Monday, August 30, 2010

Five Phases of Personal Ministry Failure

Why do members, active in local church ministry, suddenly seem to flame out? Sometimes almost out of the blue, somebody who seems fully engaged and fully invested, just throws up their hands and walks away. It seems to me that there are five phases to personal ministry failure. Each phase leads to the next and if the observant leader does not recognize the stage, the lay minister will eventually leave their ministry, and often their local congregation, embittered and discouraged. The five phases are:

Phase 1: Bothered by the Guilt: They knowing they should be doing something for God. Perhaps they hear an inspiring message about being “part of the body of Christ,” or study spiritual gifts during their devotional time and feel motivated that God is calling them to some form of ministry. I believe that every disciple has a divine calling, a ministry that God has uniquely gifted and called them to, but sometimes they do not know how to discover their gifts and calling. They begin searching for a way to assuage their guilt which causes them to…

Phase 2: Get Busy: They begin taking on responsibilities without prayerful discernment, filling up their calendar. The tasks and responsibilities they take on may or may not sync with their divine calling. What do they do? They do everything! They throw their hand up at every opportunity. Perhaps they take over a struggling ministry, or begin a new ministry. They accept officer positions in one or more ministries that they were previously uninvolved in. They are excited about “working for God” and throw themselves into every task. Their commitment and enthusiasm bring excitement and additional requests upon their time. Before long, they…

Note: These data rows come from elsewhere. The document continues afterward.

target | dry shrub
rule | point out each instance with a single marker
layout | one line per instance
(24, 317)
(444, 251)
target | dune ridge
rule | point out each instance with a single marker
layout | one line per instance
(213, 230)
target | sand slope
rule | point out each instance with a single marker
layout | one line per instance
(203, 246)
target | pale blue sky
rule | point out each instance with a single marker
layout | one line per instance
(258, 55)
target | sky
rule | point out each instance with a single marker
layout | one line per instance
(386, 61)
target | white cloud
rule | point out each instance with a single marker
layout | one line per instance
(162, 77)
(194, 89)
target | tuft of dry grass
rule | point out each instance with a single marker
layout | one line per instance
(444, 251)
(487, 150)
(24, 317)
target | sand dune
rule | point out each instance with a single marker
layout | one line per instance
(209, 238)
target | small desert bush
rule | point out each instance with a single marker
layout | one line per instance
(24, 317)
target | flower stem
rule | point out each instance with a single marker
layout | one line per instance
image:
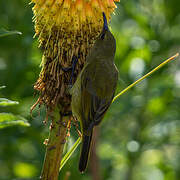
(55, 146)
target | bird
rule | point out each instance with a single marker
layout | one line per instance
(94, 89)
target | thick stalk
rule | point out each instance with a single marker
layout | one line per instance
(55, 146)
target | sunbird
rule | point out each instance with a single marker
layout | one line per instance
(94, 89)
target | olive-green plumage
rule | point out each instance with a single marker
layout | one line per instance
(94, 89)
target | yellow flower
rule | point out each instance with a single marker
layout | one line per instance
(65, 28)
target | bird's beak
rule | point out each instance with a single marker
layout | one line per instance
(105, 27)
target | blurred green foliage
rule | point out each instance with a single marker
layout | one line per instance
(140, 136)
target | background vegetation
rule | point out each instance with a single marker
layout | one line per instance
(140, 136)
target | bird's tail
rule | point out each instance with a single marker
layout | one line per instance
(86, 143)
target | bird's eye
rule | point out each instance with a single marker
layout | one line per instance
(103, 35)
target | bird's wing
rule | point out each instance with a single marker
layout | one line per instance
(93, 105)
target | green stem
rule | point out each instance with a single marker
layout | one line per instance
(55, 146)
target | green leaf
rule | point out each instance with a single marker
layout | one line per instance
(4, 33)
(6, 102)
(2, 87)
(8, 119)
(69, 153)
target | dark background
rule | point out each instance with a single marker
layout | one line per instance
(140, 136)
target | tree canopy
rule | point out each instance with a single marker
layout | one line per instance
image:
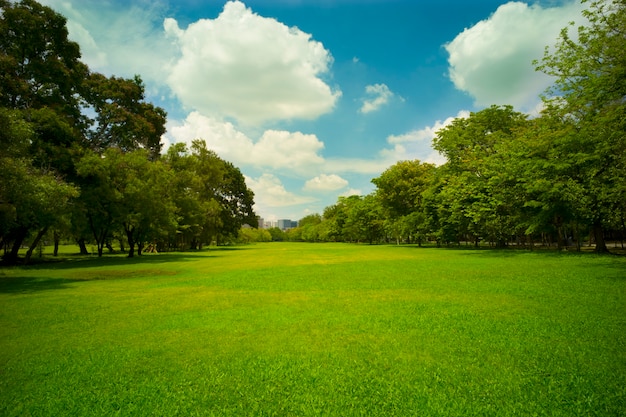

Phase 3: Become Burdened: They realize one day that they am feeling overwhelmed by their ministry responsibilities and start to feel negatively about them. While they still feel the desire to “work for God,” it moves from being a privilege to an obligation. Their ministry begins to shift from being a “get to” to being a “have to” set of details, lists, and jobs. They start to grumble, but not too loudly, about all the things they have to get done, the responsibilities they have, and the amount of time it is taking. While before they were the first at the meeting and the last to leave, they begin to be tardy and are not as excited as they were previously. Their mindset also starts to shift during the end of this stage from doing “work for God” to doing “work for the church.” That subtle shift in language is a sign that they are approaching…

Phase 4: Burnout: They begin to resent their responsibilities and begin to question why others aren’t as committed as they are. They begin to, intentionally or unintentionally, “drop the ball,” let things slide, not return phone calls, and sometimes even sabotage the ministries under their care. They want to prove how valuable they are and how things will fall apart without them. They start to seek recognition and praise as a way to help themselves feel like their sacrifices are “worth it.” Even if they maintain their ministry tasks, they are absent from worship and other spiritual formation activities where they can be spiritually nurtured. Their spiritual identity is based solely upon their responsibilities and no longer in their relationship with Christ. Then, one day, seemingly out of the blue they go…

Phase 5: Ballistic: in a moment of anger, frustration, exhaustion, and/or disappointment they blow up. They begin blowing everything out of proportion by making accusations only minimally grounded in the truth. Then they blow off all of their ministry responsibilities, often slamming the door behind them as they leave, walking away from the church and sometimes even the few positive relationships they have left. They experience a sense of relief at no longer having all those “church” responsibilities crowding their calendar. They express that they don’t need “church” to have a healthy spiritual life and that they are glad to be free from the “organization.”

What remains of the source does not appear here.